Pues bien, todo lo expuesto hasta aquí permite hacer unas reflexiones de fondo que el lector ya habrá intuido. La lógica del sistema – al menos en la práctica – ha sido privilegiar la celeridad. Y ello es un craso error.
Desde luego no me opongo a la celeridad. Por el contrario, la rapidez en las compras es necesaria; en algunos casos incluso es esencial. Sin embargo, la celeridad no debe sacrificar la idoneidad de la contratación, al menos no si tenemos medidas menos gravosas. Para demostrarlo, recurro a los mismos ejemplos brindados.
En el caso de la subsanación de ofertas, no es necesario imponer plazos cortos preestablecidos ni exigencias severas. Aquí debería primar la razonabilidad dependiendo del caso concreto (tomar en cuenta que no se pide más de lo que ya exige el artículo IV de la ley de procedimiento administrativo general).

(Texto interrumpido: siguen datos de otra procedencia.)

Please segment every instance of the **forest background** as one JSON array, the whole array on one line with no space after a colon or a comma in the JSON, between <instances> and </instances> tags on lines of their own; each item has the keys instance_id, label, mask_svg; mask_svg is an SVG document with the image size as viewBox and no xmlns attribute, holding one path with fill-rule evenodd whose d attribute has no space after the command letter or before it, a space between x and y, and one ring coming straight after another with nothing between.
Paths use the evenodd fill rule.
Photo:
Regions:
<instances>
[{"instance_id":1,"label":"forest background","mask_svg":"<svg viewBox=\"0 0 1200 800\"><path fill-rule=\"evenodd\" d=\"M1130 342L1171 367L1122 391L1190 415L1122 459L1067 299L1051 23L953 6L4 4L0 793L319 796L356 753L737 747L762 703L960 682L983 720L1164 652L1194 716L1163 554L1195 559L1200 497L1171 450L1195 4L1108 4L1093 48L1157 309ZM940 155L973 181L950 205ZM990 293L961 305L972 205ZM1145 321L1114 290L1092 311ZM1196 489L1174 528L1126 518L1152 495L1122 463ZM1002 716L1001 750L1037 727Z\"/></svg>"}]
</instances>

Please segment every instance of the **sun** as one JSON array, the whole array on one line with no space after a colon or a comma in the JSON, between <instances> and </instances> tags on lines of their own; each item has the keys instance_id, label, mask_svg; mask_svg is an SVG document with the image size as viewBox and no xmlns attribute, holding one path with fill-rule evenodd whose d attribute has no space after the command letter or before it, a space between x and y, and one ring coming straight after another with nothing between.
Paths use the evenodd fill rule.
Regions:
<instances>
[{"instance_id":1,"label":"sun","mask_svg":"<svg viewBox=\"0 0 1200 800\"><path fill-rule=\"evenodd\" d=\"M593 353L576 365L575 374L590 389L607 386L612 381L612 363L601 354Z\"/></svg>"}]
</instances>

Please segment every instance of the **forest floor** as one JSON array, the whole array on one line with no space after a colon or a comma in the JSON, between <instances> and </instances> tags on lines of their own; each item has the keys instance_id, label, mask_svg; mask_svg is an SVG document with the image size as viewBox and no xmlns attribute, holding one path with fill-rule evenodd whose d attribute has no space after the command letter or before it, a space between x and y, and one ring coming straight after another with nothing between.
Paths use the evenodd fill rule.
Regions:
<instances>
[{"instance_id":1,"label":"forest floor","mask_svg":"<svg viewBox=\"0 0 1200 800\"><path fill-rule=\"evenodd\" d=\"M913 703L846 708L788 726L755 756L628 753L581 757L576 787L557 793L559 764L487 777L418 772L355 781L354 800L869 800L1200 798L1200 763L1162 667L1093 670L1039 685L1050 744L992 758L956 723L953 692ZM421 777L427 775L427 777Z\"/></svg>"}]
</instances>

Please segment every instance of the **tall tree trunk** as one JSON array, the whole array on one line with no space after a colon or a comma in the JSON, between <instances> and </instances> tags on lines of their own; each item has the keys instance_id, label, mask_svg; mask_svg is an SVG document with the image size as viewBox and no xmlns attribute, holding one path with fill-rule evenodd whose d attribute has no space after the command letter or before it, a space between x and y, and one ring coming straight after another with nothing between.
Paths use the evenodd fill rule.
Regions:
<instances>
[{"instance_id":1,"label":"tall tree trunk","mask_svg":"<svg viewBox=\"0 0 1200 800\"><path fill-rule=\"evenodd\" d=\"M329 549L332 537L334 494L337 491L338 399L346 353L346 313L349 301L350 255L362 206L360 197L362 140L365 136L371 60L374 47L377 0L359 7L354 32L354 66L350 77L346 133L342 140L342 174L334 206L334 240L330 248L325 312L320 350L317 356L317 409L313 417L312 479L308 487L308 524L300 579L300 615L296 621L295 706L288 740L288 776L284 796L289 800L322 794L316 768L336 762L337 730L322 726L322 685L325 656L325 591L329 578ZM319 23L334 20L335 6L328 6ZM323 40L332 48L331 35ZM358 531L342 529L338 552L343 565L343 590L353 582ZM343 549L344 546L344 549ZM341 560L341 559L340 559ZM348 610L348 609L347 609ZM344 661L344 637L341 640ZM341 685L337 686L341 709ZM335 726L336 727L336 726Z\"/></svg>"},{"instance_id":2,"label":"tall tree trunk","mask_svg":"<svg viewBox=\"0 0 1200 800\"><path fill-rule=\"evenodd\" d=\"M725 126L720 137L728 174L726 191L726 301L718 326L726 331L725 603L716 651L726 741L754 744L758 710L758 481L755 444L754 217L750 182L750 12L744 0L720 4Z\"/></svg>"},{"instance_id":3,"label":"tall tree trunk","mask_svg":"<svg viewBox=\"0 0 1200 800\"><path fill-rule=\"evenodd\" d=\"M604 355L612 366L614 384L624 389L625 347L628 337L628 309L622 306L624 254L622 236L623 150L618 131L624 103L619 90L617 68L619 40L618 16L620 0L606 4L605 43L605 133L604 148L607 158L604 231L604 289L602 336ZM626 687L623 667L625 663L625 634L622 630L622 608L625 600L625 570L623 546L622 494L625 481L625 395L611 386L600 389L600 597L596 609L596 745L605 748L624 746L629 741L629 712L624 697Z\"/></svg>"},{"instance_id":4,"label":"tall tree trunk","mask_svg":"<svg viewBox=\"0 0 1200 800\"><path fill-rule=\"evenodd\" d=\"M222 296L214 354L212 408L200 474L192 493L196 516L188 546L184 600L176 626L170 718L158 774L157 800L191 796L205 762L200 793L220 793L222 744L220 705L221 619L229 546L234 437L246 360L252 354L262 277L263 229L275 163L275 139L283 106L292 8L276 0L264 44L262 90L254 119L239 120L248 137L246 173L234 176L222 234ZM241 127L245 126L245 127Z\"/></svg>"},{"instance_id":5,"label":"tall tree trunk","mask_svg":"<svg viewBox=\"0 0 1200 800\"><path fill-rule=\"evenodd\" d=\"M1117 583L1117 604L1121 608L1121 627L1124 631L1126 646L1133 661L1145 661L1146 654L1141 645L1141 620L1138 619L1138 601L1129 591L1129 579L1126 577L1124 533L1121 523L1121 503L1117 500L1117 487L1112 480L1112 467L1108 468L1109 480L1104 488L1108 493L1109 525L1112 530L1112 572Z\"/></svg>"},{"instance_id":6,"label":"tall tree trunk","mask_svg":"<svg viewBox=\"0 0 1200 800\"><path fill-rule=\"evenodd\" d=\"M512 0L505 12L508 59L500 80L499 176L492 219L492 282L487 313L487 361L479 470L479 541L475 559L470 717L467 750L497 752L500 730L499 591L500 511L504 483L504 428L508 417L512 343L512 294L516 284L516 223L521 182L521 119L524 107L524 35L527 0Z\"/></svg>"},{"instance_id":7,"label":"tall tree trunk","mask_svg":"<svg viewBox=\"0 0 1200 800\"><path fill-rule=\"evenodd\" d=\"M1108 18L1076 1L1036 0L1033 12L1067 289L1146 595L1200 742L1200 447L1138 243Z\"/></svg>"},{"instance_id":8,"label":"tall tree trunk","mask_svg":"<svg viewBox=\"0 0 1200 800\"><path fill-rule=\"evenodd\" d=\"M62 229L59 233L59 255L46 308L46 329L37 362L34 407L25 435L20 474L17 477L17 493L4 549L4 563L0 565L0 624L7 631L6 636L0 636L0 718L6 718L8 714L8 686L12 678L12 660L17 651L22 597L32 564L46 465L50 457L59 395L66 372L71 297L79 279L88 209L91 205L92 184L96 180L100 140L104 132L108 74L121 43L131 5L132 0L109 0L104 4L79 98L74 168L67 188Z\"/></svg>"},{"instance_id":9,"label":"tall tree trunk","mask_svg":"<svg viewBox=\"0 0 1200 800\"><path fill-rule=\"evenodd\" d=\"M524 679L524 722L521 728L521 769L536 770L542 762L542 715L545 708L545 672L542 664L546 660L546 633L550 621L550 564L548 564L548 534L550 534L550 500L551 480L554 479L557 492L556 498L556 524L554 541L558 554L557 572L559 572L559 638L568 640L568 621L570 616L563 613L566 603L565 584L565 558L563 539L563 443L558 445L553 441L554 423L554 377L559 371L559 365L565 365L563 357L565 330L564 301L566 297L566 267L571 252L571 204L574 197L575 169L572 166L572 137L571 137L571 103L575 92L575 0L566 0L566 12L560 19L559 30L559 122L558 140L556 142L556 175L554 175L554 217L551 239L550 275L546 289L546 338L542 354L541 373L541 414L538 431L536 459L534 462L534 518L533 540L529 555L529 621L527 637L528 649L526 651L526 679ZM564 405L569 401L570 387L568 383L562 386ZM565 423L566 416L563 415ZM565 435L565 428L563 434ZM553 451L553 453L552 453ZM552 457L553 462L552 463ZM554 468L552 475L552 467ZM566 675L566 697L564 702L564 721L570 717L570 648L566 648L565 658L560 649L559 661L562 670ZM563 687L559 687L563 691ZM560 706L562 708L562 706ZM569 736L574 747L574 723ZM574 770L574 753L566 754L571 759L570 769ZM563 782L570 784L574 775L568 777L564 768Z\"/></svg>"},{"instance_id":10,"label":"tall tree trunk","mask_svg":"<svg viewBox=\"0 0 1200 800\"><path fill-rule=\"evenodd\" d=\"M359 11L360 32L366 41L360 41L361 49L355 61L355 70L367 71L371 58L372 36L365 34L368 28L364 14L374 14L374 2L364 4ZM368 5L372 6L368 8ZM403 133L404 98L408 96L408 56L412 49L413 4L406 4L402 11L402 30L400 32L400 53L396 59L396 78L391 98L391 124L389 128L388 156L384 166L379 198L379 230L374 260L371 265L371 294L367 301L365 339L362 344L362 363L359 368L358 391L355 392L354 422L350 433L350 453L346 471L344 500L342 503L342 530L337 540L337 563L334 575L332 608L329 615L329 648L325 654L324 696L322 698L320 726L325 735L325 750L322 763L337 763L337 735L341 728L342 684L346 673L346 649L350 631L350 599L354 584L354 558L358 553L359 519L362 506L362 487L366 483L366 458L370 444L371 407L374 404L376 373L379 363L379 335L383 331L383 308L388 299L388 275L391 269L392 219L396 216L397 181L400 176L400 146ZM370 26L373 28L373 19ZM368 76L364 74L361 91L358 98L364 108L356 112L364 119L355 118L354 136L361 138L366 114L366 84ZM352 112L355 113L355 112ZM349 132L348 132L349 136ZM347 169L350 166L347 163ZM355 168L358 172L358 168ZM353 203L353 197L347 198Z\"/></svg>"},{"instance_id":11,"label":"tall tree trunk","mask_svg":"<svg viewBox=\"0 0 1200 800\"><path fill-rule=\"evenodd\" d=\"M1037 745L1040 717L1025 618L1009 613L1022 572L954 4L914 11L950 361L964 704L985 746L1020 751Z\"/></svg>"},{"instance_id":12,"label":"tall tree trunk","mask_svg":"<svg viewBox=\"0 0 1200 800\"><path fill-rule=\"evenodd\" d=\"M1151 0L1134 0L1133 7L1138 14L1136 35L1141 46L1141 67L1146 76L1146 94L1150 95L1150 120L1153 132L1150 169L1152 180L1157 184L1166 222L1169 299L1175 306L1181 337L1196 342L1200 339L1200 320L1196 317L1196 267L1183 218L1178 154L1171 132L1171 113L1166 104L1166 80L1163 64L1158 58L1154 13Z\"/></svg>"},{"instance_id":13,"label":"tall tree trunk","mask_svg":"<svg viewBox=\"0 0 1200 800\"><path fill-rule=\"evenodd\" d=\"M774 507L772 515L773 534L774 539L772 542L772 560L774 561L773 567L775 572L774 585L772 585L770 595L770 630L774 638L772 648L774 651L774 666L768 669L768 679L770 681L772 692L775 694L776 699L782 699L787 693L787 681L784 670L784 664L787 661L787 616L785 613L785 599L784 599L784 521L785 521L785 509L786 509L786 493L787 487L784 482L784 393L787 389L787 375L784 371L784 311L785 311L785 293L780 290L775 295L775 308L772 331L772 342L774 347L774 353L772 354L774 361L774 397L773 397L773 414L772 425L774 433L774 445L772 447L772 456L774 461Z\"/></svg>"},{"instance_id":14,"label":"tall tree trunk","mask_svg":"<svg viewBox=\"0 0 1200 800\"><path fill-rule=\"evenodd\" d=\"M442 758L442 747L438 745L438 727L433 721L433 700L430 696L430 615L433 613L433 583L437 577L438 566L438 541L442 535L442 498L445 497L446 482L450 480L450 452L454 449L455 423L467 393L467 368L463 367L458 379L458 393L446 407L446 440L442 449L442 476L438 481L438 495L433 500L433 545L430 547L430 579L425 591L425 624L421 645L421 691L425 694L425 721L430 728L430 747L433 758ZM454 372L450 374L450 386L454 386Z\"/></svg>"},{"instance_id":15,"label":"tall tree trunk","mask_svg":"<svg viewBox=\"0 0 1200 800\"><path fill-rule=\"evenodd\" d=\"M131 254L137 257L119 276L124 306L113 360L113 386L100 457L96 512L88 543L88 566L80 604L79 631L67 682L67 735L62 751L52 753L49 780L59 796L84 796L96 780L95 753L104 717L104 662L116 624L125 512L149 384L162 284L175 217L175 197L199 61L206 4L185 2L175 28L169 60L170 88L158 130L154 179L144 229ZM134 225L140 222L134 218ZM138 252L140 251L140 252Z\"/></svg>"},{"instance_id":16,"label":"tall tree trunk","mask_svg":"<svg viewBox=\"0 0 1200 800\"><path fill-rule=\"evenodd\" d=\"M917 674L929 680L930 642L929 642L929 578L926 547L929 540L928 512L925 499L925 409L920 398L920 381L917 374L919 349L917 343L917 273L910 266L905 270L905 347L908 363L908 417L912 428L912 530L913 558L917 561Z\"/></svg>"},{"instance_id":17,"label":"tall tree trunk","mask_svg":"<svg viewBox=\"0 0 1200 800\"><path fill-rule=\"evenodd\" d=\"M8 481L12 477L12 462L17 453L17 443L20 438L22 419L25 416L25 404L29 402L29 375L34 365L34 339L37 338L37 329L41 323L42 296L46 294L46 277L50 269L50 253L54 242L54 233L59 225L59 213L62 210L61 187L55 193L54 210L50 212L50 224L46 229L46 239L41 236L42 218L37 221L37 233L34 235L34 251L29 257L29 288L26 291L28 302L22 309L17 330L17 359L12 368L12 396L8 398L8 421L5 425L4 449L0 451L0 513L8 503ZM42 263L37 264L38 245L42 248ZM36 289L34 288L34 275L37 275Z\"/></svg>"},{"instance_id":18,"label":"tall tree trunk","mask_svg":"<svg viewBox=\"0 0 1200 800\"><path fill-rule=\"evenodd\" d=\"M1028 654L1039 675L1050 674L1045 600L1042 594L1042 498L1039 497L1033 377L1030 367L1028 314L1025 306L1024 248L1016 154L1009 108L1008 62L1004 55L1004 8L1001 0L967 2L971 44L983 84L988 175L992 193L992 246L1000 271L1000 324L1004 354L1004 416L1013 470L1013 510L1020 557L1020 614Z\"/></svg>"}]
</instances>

Bajo el prisma de la razonabilidad, debería comprenderse que, en algunos casos, tiene sentido otorgar un plazo corto (por ejemplo, una licencia que obra en poder del postor), mientras que, en otro, podría otorgarse un plazo más largo (por ejemplo, una vigencia de poder).
En el caso de la garantía por interposición de recurso, la legislación comparada nos demuestra que existen medidas menos gravosas para enfrentar las impugnaciones temerarias. Por ejemplo, un régimen de sanciones para quien presenta la impugnación de forma maliciosa o solo con fines dilatorios.
Finalmente, en el caso reciente con el que abrí esta columna también es posible una medida menos gravosa que, incluso, ya existe: la contratación directa. Si lo que se busca es comprar rápido por razones de urgencia (derivadas de la emergencia sanitaria), entonces la ley prevé la contratación directa. Sólo queda reforzar las exigencias de transparencia y responsabilidad.
Existiendo la contratación directa, no se entiende por qué se ha impuesto este régimen excepcional (recortando etapas) para los concursos y licitaciones. Se comprende que se recurrirá a concursos y licitaciones porque no existe urgencia; si la hubiera, se recurriría a contrataciones directas. Siendo así, ¿por qué entonces crear este régimen excepcional?
Algunas reflexiones finales
Lo expuesto hasta aquí no tiene como propósito ser concluyente o tajante respecto de cómo debería estructurarse nuestro sistema de compras públicas. Después de tantos intentos fallidos de nuestro legislador, no me creo capaz de proponer lo que sería el modelo óptimo.
Sin embargo, sí considero que algunas reflexiones pueden hacerse, y algunas pautas pueden brindarse. En primer lugar, celeridad no equivale a idoneidad. Que una compra se realice de forma rápida no necesariamente implica que sea una compra idónea, es decir, que satisfaga adecuadamente los intereses del Estado.
En segundo lugar, la celeridad, en muchos casos, implica sacrificar idoneidad. En otras palabras, por comprar rápido, uno puede terminar comprando mal.
En tercer lugar, nunca está demás hacer un análisis de proporcionalidad de las medidas que se implementan. La exploración de medidas menos gravosas debe ser un paso obligatorio en toda propuesta.
Finalmente – y esto atañe específicamente al régimen excepcional con el que partió este comentario – es preciso recordar que llega un momento en el que no bastan los paliativos, sino que es necesario encontrar la cura. Si el régimen de contratación directa es defectuoso, lo mejor sería enfocarnos en arreglarlo (con mayores garantías de transparencia y responsabilidad), antes que ir creando excepciones por aquí y por allá.
El propósito de estas líneas no ha sido más que invitar a la reflexión y al diálogo crítico sobre cómo se regulan las compras públicas en nuestro país. Al menos espero haber logrado demostrar que en las compras públicas también vale decir que la prisa es mala consejera.